In fact, Hack goes so far as to suggest that co-ops stop collecting such sensitive information altogether. “Board packages should not have the credit report and tax returns in it,” he says. “Those are available from the managing agent. If someone really wants to go look at it...have a data room -- either physical or virtual. We do this in securities due diligence all the time; you can go look at the stuff, but you can’t copy or print it out.” But, he says, the fundamental question is, “Do you really need to ask for it in the first place?”
For example, “Why do you need a copy of their driver’s license?” Hack asks rhetorically. “Because you want to see how old they are and discriminate on the basis of age? Because you want to see their race and commit race discrimination?” He’s being facetious to make a point, but it’s a real problem he sees across industries. “Does big data exist because there’s a reason for it,” he asks, “or does big data exist because it’s just too easy to collect it?”
Hack sums up his recommendations for residential boards as follows:
Don’t collect protected data you don’t need. If you do not have it, it can’t be stolen from you.

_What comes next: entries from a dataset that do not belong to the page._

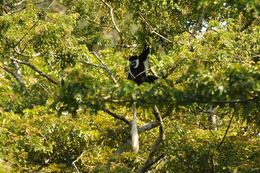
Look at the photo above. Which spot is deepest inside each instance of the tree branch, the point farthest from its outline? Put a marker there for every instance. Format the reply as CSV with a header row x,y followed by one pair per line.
x,y
36,70
78,158
91,64
15,75
119,117
224,137
173,68
152,30
112,15
105,67
151,160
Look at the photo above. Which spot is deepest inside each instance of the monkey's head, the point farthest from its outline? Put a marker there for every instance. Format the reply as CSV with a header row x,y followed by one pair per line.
x,y
134,61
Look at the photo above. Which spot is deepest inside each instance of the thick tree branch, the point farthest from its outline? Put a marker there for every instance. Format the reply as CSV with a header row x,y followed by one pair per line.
x,y
151,160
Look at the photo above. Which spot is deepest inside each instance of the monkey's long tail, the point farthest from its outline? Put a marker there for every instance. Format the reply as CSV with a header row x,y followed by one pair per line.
x,y
134,131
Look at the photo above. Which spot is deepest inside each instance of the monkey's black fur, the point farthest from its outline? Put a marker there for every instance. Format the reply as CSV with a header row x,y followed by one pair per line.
x,y
137,71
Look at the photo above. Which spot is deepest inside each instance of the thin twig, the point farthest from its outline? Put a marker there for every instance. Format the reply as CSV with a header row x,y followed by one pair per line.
x,y
78,158
153,30
172,69
91,64
151,160
15,75
19,41
224,137
105,67
116,116
112,16
36,70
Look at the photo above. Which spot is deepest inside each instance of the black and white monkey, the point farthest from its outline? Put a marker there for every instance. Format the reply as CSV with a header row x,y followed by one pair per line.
x,y
137,73
139,67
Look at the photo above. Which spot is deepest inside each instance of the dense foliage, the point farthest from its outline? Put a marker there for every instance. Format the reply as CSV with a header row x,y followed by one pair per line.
x,y
65,101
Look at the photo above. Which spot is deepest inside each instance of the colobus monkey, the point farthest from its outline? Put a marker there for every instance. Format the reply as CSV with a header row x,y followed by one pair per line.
x,y
137,73
139,67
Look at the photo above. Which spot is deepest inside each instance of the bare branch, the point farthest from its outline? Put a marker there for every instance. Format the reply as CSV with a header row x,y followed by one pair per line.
x,y
153,30
224,137
91,64
15,75
154,124
151,160
119,117
19,41
105,67
112,15
36,70
78,158
173,68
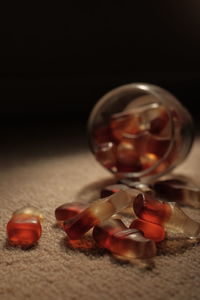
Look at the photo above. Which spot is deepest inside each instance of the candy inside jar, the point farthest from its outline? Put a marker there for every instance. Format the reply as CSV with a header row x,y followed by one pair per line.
x,y
140,131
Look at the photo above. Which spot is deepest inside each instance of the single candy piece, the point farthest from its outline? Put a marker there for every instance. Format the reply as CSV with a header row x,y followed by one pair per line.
x,y
102,135
29,210
106,155
151,231
122,124
24,230
169,215
111,189
98,212
130,243
179,191
68,210
143,187
127,158
160,121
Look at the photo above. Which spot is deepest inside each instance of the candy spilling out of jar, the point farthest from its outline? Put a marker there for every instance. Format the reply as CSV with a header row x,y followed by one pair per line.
x,y
135,140
153,220
185,193
24,228
140,130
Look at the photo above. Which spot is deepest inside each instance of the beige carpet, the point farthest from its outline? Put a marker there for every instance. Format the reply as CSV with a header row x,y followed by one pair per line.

Have a formal written policy on data disposal—and then follow it. Securely destroy or delete data you no longer need in conformance with the policy. (You don’t want to be in a situation in which someone argues that you went out of your way to destroy data as part of a cover-up.)
Distribute protected data ONLY on a need-to-know basis. Does every director really need to know the social security number of an applicant to buy a unit? Does every director need a copy of the tax return?

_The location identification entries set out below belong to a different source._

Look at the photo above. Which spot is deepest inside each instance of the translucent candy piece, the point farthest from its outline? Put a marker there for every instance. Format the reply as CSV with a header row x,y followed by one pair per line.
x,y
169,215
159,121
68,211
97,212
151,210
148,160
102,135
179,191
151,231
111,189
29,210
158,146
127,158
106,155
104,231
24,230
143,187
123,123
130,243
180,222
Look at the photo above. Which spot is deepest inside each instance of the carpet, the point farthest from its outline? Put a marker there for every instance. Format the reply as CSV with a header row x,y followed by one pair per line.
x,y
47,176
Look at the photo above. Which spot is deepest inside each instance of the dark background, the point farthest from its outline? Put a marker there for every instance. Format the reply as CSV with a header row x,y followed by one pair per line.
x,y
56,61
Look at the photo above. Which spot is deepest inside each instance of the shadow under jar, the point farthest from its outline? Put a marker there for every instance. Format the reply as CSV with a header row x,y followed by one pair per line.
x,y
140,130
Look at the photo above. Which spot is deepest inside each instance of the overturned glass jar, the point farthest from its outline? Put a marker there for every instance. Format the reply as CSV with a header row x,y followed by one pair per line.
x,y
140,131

Conduct a risk assessment of your business and determine your cybersecurity risks based on the nature of what you do, the nature of the data you collect, and the nature of your computer systems. Once you know the risks, take appropriate action to mitigate those risks.
Put it in writing—you should have a written cybersecurity plan.
Breach Notifications
SHIELD specifically states that “Any person or business owning or licensing computerized data that includes private information shall disclose any breach of the security of the system following discovery or notification of the breach...to any resident of New York state whose private information was, or is reasonably believed to have been, accessed or acquired by a person without valid authorization. The disclosure shall be made in the most expedient time possible and without unreasonable delay, consistent with the legitimate needs of law enforcement … or any measures necessary to determine the scope of the breach and restore the integrity of the system.”
There is an exception if the exposure of private information happened because of “an inadvertent disclosure by persons authorized to access private information,” and it is reasonably determined that such exposure is not likely to result in misuse of the information, or in financial or emotional harm. However, such a determination must be documented in writing and retained for five years after the exposure. And if the exposure involves more than 500 people, the determination must be provided to the state attorney general within 10 days of its drafting.
The Consequences of Noncompliance
Violations of the SHIELD Act are under the authority of the attorney general, and can incur civil penalties of $5,000 per violation. The New York Law Journal points out that “The Act specifically states that its data security requirements create no private right of action for any violations.”
Failure to report a data breach under the previous laws was subject to penalties of $10 per instance of violation, up to a maximum of $150,000. The SHIELD Act doubles the penalty recoverable by the attorney general to $20 per instance of failed notification, and increases the maximum penalty recoverable to $250,000. The Act also increases the time within which the attorney general may bring an action from two years to three years.